Assuming you are using plain unsweetened yogurt, be advised that even after you drain/strain it, when you add sugar to it, it will thin out again somewhat. There's really not a lot of ways you can thicken it up to the point where it has the consistency of buttercream if that's what you're after. Some Southern buttercreams are thickened with a roux somewhat and I suppose you could try that, but it sounds kind of terrible to me. I don't think you could stiffen it with whipped butter either, as it would most likely break if it would even come together at all. If it were me, and I wanted to use yogurt, I wouldn't try to make the yogurt something it's not......I'd use it as a glaze type of icing if anything. Mix in a little powdered sugar, whatever other flavorings you like, and thin it down with a little milk or lemon juice depending on how tart you want it. Then drizzle it over your muffin tops.


----------



## ldiatone (Feb 22, 2016)

chefpeon said:


> Assuming you are using plain unsweetened yogurt, be advised that even after you drain/strain it, when you add sugar to it, it will thin out again somewhat. There's really not a lot of ways you can thicken it up to the point where it has the consistency of buttercream if that's what you're after. Some Southern buttercreams are thickened with a roux somewhat and I suppose you could try that, but it sounds kind of terrible to me. I don't think you could stiffen it with whipped butter either, as it would most likely break if it would even come together at all. If it were me, and I wanted to use yogurt, I wouldn't try to make the yogurt something it's not......I'd use it as a glaze type of icing if anything. Mix in a little powdered sugar, whatever other flavorings you like, and thin it down with a little milk or lemon juice depending on how tart you want it. Then drizzle it over your muffin tops.
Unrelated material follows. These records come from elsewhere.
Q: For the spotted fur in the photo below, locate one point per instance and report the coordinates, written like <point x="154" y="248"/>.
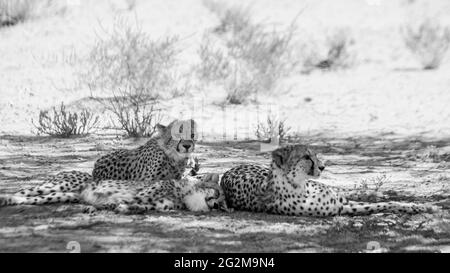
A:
<point x="285" y="188"/>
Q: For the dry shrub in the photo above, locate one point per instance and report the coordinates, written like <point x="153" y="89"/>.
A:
<point x="134" y="72"/>
<point x="243" y="56"/>
<point x="61" y="123"/>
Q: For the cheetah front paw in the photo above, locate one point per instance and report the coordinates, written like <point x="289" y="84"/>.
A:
<point x="122" y="209"/>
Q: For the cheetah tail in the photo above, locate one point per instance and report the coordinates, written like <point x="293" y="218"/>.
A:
<point x="357" y="208"/>
<point x="11" y="200"/>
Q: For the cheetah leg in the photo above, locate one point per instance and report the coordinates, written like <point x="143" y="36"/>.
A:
<point x="357" y="208"/>
<point x="89" y="209"/>
<point x="162" y="205"/>
<point x="13" y="200"/>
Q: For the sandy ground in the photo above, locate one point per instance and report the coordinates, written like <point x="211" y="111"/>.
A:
<point x="384" y="119"/>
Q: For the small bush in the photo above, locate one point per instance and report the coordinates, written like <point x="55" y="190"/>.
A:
<point x="266" y="130"/>
<point x="136" y="115"/>
<point x="215" y="64"/>
<point x="231" y="19"/>
<point x="429" y="42"/>
<point x="128" y="59"/>
<point x="62" y="123"/>
<point x="247" y="57"/>
<point x="134" y="72"/>
<point x="338" y="53"/>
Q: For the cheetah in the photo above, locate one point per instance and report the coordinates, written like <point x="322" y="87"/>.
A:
<point x="122" y="196"/>
<point x="285" y="188"/>
<point x="162" y="157"/>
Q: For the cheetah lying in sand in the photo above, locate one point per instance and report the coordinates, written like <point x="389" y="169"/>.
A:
<point x="285" y="189"/>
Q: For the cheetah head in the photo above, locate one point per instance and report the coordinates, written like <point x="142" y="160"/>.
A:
<point x="178" y="138"/>
<point x="296" y="163"/>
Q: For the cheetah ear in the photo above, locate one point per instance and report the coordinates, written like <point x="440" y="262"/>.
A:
<point x="278" y="157"/>
<point x="161" y="128"/>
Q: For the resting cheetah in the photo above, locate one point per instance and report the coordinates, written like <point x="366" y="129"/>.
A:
<point x="162" y="157"/>
<point x="285" y="189"/>
<point x="125" y="196"/>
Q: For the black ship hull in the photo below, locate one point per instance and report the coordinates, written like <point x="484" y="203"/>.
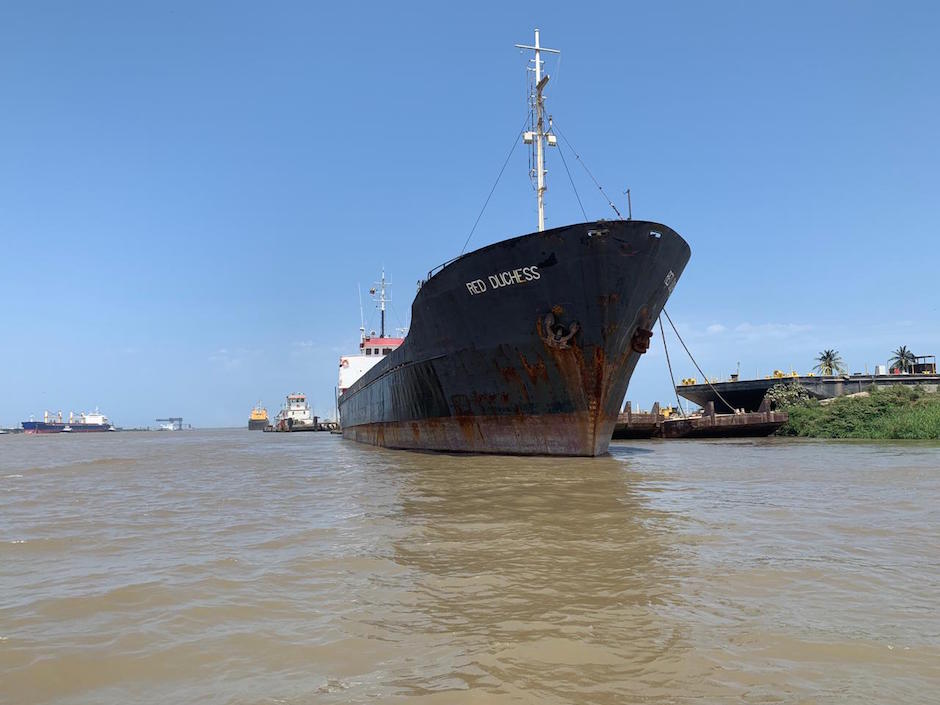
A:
<point x="522" y="347"/>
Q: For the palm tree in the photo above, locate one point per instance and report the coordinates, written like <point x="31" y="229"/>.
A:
<point x="830" y="363"/>
<point x="903" y="359"/>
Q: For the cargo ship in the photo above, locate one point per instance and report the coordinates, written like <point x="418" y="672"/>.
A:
<point x="525" y="346"/>
<point x="83" y="423"/>
<point x="258" y="420"/>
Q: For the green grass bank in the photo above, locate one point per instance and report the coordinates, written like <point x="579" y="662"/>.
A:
<point x="889" y="413"/>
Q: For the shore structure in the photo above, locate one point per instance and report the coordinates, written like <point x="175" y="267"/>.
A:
<point x="748" y="394"/>
<point x="525" y="346"/>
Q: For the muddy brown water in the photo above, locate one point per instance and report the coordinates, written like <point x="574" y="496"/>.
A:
<point x="238" y="567"/>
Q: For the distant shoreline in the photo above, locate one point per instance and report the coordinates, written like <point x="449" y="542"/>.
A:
<point x="891" y="413"/>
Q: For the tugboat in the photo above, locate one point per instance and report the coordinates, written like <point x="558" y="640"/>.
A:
<point x="258" y="420"/>
<point x="525" y="346"/>
<point x="295" y="415"/>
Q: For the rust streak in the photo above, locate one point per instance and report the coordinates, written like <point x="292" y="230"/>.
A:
<point x="535" y="370"/>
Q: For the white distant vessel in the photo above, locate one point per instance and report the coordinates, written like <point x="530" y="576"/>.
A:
<point x="372" y="348"/>
<point x="295" y="412"/>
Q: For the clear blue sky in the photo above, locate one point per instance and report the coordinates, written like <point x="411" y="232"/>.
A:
<point x="190" y="192"/>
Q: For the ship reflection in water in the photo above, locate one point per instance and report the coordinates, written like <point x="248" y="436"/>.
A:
<point x="212" y="567"/>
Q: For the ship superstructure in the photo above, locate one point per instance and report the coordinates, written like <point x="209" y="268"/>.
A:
<point x="258" y="420"/>
<point x="372" y="348"/>
<point x="525" y="346"/>
<point x="295" y="412"/>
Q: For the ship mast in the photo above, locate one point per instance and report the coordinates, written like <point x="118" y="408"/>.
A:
<point x="538" y="137"/>
<point x="382" y="301"/>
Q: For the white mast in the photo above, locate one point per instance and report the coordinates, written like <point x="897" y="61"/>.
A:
<point x="382" y="300"/>
<point x="539" y="135"/>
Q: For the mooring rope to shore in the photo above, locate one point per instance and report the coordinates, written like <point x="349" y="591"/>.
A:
<point x="528" y="117"/>
<point x="688" y="352"/>
<point x="672" y="377"/>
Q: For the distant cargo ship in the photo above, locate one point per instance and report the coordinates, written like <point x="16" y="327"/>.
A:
<point x="83" y="423"/>
<point x="258" y="420"/>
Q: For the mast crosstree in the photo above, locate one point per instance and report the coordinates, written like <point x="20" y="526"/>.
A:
<point x="539" y="137"/>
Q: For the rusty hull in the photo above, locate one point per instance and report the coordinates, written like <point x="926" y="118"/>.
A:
<point x="530" y="365"/>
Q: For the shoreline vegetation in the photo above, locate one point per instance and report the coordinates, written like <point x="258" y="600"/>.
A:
<point x="886" y="413"/>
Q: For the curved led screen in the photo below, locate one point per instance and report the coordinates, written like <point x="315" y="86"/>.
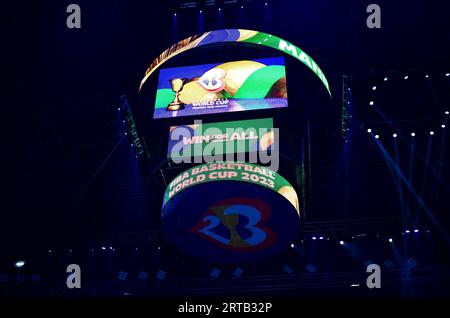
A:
<point x="237" y="36"/>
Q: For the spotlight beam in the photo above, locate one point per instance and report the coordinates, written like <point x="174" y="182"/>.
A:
<point x="420" y="201"/>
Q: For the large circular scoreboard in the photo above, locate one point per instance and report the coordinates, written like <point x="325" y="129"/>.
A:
<point x="230" y="212"/>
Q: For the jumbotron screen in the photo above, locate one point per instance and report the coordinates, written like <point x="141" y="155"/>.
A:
<point x="221" y="87"/>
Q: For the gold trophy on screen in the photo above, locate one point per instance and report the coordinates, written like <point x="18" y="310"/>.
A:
<point x="177" y="87"/>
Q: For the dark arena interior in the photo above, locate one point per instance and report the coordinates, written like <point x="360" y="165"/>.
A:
<point x="354" y="203"/>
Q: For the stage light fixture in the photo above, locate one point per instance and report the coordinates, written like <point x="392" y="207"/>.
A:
<point x="287" y="269"/>
<point x="160" y="275"/>
<point x="19" y="264"/>
<point x="143" y="275"/>
<point x="238" y="272"/>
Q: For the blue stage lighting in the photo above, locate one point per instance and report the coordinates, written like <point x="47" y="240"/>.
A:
<point x="19" y="264"/>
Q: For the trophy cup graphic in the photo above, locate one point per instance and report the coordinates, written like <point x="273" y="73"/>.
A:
<point x="177" y="87"/>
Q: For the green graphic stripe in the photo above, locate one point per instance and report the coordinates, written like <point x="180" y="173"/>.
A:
<point x="279" y="181"/>
<point x="260" y="82"/>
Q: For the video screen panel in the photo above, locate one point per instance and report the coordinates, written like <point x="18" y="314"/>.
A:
<point x="220" y="138"/>
<point x="221" y="87"/>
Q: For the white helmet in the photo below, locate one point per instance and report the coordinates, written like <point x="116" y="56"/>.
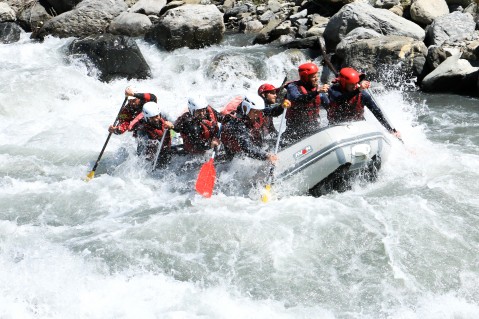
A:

thanks this is what i was thinking also. do you think if i added


chefpeon said:


> Assuming you are using plain unsweetened yogurt, be advised that even after you drain/strain it, when you add sugar to it, it will thin out again somewhat. There's really not a lot of ways you can thicken it up to the point where it has the consistency of buttercream if that's what you're after. Some Southern buttercreams are thickened with a roux somewhat and I suppose you could try that, but it sounds kind of terrible to me. I don't think you could stiffen it with whipped butter either, as it would most likely break if it would even come together at all. If it were me, and I wanted to use yogurt, I wouldn't try to make the yogurt something it's not......I'd use it as a glaze type of icing if anything. Mix in a little powdered sugar, whatever other flavorings you like, and thin it down with a little milk or lemon juice depending on how tart you want it. Then drizzle it over your muffin tops.


thanks, this is what i was thinking also. do you think by adding "gumm"(sp) similiar to gelatin it would help?


----------



## ldiatone (Feb 22, 2016)

i posted twice sorry


----------



## chefpeon (Jun 14, 2006)

Well, if you are drain/straining the yogurt first, it'll have the consistency of cream cheese and it doesn't get much thicker than that really. I suppose you could experiment with gums or gelatin or even pectin but I'm not really seeing the point of all this to be honest. It isn't something I would do, but hey, go for it.


----------



## ldiatone (Feb 22, 2016)

ok thanks no i agree thanks!


----------



## jcakes (Feb 18, 2007)

why do you want to put icing on muffins? Just curious; usually I see a drizzled icing on cinnamon buns/danish/breakfast pastries and not muffins. What kind of muffins are they (flavor)? Adding sugar to the strained yogurt will thin it out, not stiffen it; maybe you don't need to thicken it at all if you start with a vanilla yogurt and leave it til it is thick enough to spread (don't add sugar)


----------



## ldiatone (Feb 22, 2016)

jcakes said:


> why do you want to put icing on muffins? Just curious; usually I see a drizzled icing on cinnamon buns/danish/breakfast pastries and not muffins. What kind of muffins are they (flavor)? Adding sugar to the strained yogurt will thin it out, not stiffen it; maybe you don't need to thicken it at all if you start with a vanilla yogurt and leave it til it is thick enough to spread (don't add sugar)


thanks for the answer. its a long story. i thought and think a drizzle is much better thanks again


----------